アルの忠告を聞いてローバーから降りなかったため、島めぐりは一時間ほどで終わってしまった。
だがティナは、思いの外この島が気に入ったようだ。
バナナとヤシの実が実っていたことが、その理由らしい。
ダーナに戻ったティナは、アルと改造計画を練り始めた。
まずはダーナ用のドックと基地用発電施設。これはカルデラ湖の地下に作る。
カルデラ湖の湖底が海面から1kmほど上だったので、湖底の下にドックや施設を建設するのだ。
島外の海中からL字のような進入路を掘ってカルデラ湖下のドックにつなげれば、出入りや施設は外からは全く見られない。
しかも潜水を維持して海中を進めば、インビジブル機能の無い艦載機でも日中の海洋内移動が可能だ。
さらに帰投時も海中移動なら、基地の場所が発覚しにくくなる。
次に島の防御システム。
カルデラの外輪山内部に円状の地中回廊を通し、外側に向けて対空対艦兵器を設置すれば、三百六十度の防御システムが構築出来る。

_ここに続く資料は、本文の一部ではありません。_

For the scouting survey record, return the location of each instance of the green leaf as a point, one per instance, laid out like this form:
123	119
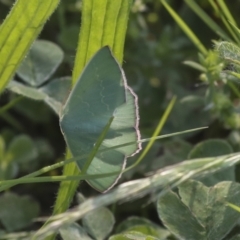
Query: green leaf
132	235
214	148
99	223
26	91
104	22
201	213
17	212
74	232
101	93
21	149
18	32
2	147
40	63
229	51
57	91
93	17
178	218
144	226
237	237
53	93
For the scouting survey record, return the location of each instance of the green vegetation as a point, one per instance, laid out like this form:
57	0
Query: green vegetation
67	119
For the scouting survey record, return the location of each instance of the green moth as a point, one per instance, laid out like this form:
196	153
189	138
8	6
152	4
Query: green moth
100	93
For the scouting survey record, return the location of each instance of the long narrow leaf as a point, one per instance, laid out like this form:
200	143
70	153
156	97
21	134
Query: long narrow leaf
185	28
18	31
210	23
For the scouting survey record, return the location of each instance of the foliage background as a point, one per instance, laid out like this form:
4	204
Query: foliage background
153	62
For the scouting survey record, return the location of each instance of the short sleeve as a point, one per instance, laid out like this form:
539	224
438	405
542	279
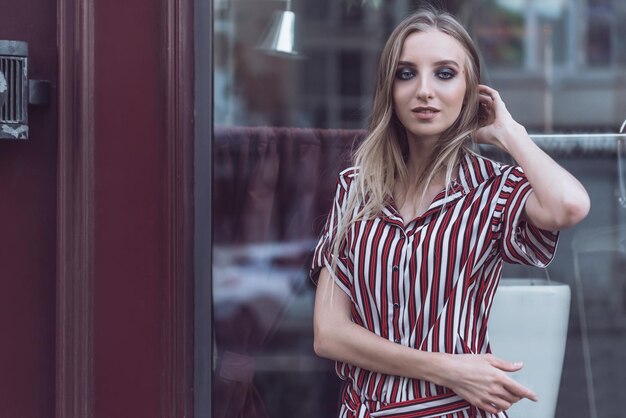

各兵器に岩壁に偽装したハッチを付ければ、未使用時は見た目がただの島になって武装は発見されない。
直上からの攻撃に対しては、カルデラ湖中央の小島を森化して、ミサイル発射口と対空レーザーを擬装設置すればいい。
最後は海中。
魚雷発射口と大型ドローンの出入口を八方向に開けておけば、敵が潜水艦でも対応可能だろう。
これで、海上・海中・空中への備えは出来そうだ。
残る問題は電力発生用の資源。
周りは海水なので水素は得やすいが、水素の製造にも電力が要る。
地下掘削で有用なエネルギー資源が発見されればいいが、しばらくはカルデラ湖にダーナを浮かべてソーラーパネルを展開することになるだろう。
地下掘削が進めば潮力発電設備も設置出来るので、しばらくは掘削工事がメインだ。
こうしてティナとアルのカルデラ島基地化計画(概要)は決まった。